Le séminaire a eu lieu les jeudis 20 octobre 2011, 27 janvier 2012, 29 mars 2012 et 24 mai 2012.

20 octobre 2011

  • Jérémie Bouttier (IPHT, CEA et LIAFA, CNRS et Université Paris Diderot),
    Des boucles sur les cartes aléatoires.
    Transparents.
Introduit en physique statistique, le modèle $O(n)$ peut être formulé en termes de boucles évitantes (ou cycles disjoints) sur un graphe, $n$ jouant le rôle d'un poids par boucle. Ce modèle a été naturellement considéré sur les cartes aléatoires et, dans certains cas, "résolu" à l'aide d'intégrales matricielles. Nous proposons ici une nouvelle approche combinatoire à ce modèle. Le problème combinatoire consiste à énumérer les cartes planaires munies d'une configuration de boucles évitantes. A une telle carte, l'opération consistant à effacer toutes les boucles et leurs intérieurs associe une autre carte, sans boucles mais à "trous". Cette opération n'est bien sûr pas bijective, mais donne une décomposition qui se traduit par des relations de substitutions entre séries génératrices, que nous pouvons résoudre explicitement dans certains cas. En termes probabilistes, notre décomposition établit un lien entre le modèle $O(n)$ et le modèle des "cartes stables" introduit par Le Gall et Miermont. Travail en collaboration avec G. Borot et E. Guitter
  • Nicolas Broutin (INRIA Rocquencourt),
    Recherches partiellement spécifiées dans les arbres multidimensionnels.
    Transparents.
Nous considérons la recherche d'éléments dans des structures de données multidimensionnelles (quad trees, k-d trees), en particulier lorsque certaines coordonnées ne sont pas spécifiées (partial match query). Nous supposons que les données consistent en un ensemble de points uniformes dans le carré unité. Pour ce modèle, dans une structure contenant $n$ points, Flajolet et Puech ont montré que le nombre de noeuds $C_n(U)$ à visiter pour répondre à une requête demandant l'ensemble des données dont la première coordonnée est $x=U$ est tel que $E[C_n]\sim \kappa n^{\beta}$, où $\kappa$ et $\beta$ sont des constantes explicites. Nous développons une approche basée sur l'analyse des coûts $C_n(s)$ pour des requêtes à $x=s$ fixé. Nous donnons en particulier des estimations précises de la variance et de la distribution limite de $C_n(s)$ lorsque $n\to\infty$. Nos résultats permettent de décrire un processus limite pour $C_n(s)$ lorsque $s$ varie dans $(0,1)$. Nous en déduisons par exemple que le coût de la pire requête est aussi de la forme $\kappa' n^{\beta}$, pour la puissance $\beta$ que précédemment.

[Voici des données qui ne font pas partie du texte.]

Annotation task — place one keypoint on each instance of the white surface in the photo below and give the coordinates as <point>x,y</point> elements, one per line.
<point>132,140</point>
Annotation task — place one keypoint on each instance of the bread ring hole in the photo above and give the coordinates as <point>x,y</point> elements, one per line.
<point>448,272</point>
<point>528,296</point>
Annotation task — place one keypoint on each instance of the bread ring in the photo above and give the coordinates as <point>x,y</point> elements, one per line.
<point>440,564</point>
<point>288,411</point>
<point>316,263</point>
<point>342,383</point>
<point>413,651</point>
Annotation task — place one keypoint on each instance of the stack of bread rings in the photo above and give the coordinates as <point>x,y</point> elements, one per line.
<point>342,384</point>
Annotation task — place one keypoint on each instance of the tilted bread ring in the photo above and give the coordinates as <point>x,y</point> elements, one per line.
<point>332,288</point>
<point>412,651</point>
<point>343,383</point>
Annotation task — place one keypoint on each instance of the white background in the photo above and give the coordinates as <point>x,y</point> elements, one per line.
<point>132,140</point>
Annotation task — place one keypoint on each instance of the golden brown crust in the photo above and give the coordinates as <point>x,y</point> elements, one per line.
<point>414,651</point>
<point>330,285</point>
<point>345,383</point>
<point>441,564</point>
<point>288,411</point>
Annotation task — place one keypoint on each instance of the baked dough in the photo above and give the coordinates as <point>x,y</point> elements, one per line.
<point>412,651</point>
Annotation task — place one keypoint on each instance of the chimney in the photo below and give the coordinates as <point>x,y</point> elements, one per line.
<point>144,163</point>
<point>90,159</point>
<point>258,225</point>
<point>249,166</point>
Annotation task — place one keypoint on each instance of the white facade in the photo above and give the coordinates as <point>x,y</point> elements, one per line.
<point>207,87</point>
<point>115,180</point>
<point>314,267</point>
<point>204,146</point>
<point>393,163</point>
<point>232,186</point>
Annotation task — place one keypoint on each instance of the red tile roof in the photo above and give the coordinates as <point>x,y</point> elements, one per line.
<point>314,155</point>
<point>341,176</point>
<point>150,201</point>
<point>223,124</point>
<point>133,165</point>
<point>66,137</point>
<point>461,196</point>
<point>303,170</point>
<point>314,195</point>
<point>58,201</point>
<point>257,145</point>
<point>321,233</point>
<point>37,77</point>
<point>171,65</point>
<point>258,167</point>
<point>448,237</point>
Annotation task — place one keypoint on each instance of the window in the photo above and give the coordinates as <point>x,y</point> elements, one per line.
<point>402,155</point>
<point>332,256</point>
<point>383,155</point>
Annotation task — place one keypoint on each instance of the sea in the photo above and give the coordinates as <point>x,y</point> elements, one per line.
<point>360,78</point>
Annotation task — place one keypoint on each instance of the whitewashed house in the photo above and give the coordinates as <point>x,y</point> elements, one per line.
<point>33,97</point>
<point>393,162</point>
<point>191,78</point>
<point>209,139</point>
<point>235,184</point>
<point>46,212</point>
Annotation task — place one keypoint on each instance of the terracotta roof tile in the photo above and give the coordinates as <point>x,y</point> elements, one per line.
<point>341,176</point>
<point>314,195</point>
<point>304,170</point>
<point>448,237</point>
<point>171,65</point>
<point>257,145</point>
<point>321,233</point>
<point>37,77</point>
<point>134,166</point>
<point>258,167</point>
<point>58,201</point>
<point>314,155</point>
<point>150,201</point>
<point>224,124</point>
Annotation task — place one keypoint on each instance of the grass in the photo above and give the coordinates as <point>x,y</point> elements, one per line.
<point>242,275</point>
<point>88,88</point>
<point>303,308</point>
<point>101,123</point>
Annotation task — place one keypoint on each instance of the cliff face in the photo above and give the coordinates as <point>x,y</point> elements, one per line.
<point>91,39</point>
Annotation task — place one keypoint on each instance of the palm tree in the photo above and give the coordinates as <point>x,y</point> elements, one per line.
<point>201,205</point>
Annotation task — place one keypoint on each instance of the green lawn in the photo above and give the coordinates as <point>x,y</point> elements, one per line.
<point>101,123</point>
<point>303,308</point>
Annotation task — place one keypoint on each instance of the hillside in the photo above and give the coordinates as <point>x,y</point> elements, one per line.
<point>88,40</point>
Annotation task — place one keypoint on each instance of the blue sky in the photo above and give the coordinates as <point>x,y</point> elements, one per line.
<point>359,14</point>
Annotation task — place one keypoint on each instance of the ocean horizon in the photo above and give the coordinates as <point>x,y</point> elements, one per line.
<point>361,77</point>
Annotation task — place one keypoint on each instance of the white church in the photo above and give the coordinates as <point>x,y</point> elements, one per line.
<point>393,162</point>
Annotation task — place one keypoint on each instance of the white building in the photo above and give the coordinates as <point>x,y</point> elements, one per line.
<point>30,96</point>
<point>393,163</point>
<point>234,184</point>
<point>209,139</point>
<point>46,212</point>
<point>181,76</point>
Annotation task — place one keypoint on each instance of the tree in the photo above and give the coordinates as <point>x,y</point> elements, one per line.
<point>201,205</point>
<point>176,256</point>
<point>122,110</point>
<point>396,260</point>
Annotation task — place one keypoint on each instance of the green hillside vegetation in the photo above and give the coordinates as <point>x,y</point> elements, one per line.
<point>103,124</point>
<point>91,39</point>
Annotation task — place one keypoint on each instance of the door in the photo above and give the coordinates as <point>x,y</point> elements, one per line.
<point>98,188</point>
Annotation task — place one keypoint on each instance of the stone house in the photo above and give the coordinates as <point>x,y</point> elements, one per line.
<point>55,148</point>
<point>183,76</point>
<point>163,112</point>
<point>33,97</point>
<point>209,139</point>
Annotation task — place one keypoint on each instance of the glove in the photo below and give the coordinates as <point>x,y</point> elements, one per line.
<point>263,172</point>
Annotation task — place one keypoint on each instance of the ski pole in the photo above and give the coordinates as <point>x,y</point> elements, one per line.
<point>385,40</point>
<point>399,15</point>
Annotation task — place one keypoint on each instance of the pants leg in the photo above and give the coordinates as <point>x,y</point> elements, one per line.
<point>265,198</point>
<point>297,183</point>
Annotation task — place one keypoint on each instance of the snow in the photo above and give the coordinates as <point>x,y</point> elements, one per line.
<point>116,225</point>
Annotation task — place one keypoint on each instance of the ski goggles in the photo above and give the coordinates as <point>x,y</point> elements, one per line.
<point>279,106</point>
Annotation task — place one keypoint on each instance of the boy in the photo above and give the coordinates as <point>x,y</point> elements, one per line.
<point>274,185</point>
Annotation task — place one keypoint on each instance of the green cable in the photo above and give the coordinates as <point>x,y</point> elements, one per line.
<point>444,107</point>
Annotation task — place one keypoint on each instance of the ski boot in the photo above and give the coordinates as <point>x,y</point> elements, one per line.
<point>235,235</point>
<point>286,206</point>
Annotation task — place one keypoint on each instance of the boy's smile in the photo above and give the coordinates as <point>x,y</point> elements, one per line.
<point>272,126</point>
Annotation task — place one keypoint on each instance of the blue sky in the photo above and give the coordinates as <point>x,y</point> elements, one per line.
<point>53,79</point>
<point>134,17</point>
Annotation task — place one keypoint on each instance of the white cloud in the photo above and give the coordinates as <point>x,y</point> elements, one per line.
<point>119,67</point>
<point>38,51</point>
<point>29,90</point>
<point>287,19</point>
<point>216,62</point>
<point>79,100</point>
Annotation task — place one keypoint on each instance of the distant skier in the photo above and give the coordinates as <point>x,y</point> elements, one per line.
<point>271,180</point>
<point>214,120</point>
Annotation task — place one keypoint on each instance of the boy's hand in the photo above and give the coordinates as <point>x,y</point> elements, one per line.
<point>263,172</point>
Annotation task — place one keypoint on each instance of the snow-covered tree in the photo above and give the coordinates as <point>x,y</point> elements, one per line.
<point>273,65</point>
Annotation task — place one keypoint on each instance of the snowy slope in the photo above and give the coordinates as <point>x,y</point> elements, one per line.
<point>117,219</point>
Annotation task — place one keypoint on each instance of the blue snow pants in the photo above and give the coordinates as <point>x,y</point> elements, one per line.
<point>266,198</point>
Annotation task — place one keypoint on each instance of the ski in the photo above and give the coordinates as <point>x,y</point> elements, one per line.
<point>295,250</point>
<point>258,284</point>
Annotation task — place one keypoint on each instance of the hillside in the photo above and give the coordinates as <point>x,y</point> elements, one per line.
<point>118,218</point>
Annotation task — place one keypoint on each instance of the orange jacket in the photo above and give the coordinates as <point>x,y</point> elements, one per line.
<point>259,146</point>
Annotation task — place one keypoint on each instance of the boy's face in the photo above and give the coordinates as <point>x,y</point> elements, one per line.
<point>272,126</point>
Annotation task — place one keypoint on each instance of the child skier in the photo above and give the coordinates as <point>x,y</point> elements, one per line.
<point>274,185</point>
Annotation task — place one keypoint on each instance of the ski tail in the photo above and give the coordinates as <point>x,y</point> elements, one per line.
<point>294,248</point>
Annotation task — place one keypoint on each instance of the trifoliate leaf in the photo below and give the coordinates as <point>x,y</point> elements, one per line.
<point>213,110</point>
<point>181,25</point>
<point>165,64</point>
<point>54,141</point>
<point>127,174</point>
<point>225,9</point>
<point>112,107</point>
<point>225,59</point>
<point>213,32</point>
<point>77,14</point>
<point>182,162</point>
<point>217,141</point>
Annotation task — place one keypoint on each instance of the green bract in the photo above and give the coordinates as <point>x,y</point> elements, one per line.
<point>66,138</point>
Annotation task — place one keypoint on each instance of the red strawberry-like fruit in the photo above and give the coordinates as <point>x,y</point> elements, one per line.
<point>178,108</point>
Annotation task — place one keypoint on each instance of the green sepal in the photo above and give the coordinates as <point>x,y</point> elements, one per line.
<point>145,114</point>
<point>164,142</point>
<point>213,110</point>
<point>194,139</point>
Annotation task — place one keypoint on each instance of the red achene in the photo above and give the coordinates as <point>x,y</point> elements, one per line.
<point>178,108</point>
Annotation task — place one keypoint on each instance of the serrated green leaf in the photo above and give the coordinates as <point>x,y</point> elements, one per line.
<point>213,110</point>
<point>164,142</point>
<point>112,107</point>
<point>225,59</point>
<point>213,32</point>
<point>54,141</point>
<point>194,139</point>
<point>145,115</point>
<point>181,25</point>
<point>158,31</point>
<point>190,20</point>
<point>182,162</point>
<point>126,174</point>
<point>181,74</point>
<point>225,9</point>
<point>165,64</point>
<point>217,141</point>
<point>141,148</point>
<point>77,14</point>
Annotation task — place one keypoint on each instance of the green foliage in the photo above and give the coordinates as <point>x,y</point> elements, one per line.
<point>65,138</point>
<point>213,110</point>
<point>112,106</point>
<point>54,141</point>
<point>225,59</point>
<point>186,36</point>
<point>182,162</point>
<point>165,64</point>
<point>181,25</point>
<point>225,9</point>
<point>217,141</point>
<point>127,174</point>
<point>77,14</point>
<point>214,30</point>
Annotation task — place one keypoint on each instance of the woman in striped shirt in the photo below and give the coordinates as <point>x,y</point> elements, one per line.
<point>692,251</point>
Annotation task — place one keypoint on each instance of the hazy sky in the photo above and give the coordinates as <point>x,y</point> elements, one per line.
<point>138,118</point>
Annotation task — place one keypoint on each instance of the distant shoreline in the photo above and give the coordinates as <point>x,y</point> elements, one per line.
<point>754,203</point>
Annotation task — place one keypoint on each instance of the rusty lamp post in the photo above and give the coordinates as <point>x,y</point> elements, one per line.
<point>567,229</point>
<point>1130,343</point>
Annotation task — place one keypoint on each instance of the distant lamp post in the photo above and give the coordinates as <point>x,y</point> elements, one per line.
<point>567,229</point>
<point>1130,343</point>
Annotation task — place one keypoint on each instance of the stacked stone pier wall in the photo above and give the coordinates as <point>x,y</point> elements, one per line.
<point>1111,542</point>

Travail en collaboration avec Ralph Neininger et Henning Sulzbach.
  • Bernhard Keller (IMJ, Université Paris Diderot),
    Mutation des carquois et identités dilogarithmiques quantiques.

Dans cet exposé, nous commencerons par présenter une opération élémentaire sur les graphes orientés (les carquois) : la mutation. Cette opération est apparue en physique dans la dualité de Seiberg dans les années 90 et en mathématiques dans la définition des algèbres amassées (cluster algebras) par Fomin-Zelevinsky en 2002. A des suites de mutations, nous associerons des produits de certaines séries formelles non commutatives : les (exponentielles de) dilogarithmes quantiques. Il s'avère que ces produits, construits de facon élémentaire, sont reliés aux "invariants de Donaldson-Thomas raffinés" introduits récemment par Joyce, Kontsevich-Soibelman et d'autres.

27 janvier 2012

  • Jean-Yves Thibon (LIGM, Marne-la-Vallée),
    Réalisations polynomiales d’algèbres de Hopf combinatoires.
    Transparents. Synthèse.
L'idée d'utiliser des algèbres de Hopf en combinatoire n'est pas très récente, elle remonte au moins à Rota dans les années 1970. Toutefois, c'est seulement depuis une quinzaine d'années qu'on a vu apparaître de nombreux exemples nouveaux. Ces algèbres de Hopf combinatoires (AHC) sont formées de combinaisons linéaires formelles d'objets combinatoires classiques, et leurs opérations (produit et coproduit) s'expriment en termes d'algorithmes de composition ou de décomposition de tels objets. Ces exemples sont souvent reliés (par des homomorphismes) aux fonctions symétriques ou quasi-symétriques. Or, ces dernières sont définies au moyen de variables auxiliaires, et leurs opérations sont induites par le produit ordinaire des polynômes, et une opération simple de dédoublement des variables. Il est donc tentant de rechercher des variables auxiliaires permettant une description similaire des autres AHC. Lorsque cela est possible, on parle de réalisation polynomiale de l'algèbre. On obtient alors en général une simplification importante de la théorie, ainsi que de nouvelles bases qui semblent paver la voie vers une théorie des fonctions spéciales non-commutatives.
  • Dominique Poulalhon (LIX, Ecole polytechnique),
    Preuve bijective de la formule d’Hurwitz.
    Transparents.
En 1891, Hurwitz donne une formule dénombrant certains revêtements ramifiés de la sphère $S^2$ par elle-même, qui en termes combinatoires correspondent aux $m$-uplets de transpositions engendrant un sous-groupe transitif de $S_n$ et dont le produit est une permutation à $l = m-n+2$ cycles de longueurs fixées par une partition $\alpha_1,\ldots,\alpha_l$. Cette formule relativement simple fait entre autres intervenir les nombres d'arbres de Cayley à $\alpha_i$ sommets, mais aucune des démonstrations obtenues jusqu'à présent n'explique vraiment pourquoi ces termes apparaissent. Le parallèle avec les formules énumérant des familles de cartes planaires, qui font intervenir les nombres (d'arbres) de Catalan, est pourtant tentant. J'exposerai la preuve bijective obtenue récemment avec Enrica Duchi et Gilles Schaeffer, en montrant sa parenté avec les constructions bijectives obtenues précédemment pour les cartes planaires.
  • Jean-Francois Marckert (LABRI, Bordeaux),
    Animaux dirigés, systèmes quadratiques et systèmes de réécritures.
    Transparents.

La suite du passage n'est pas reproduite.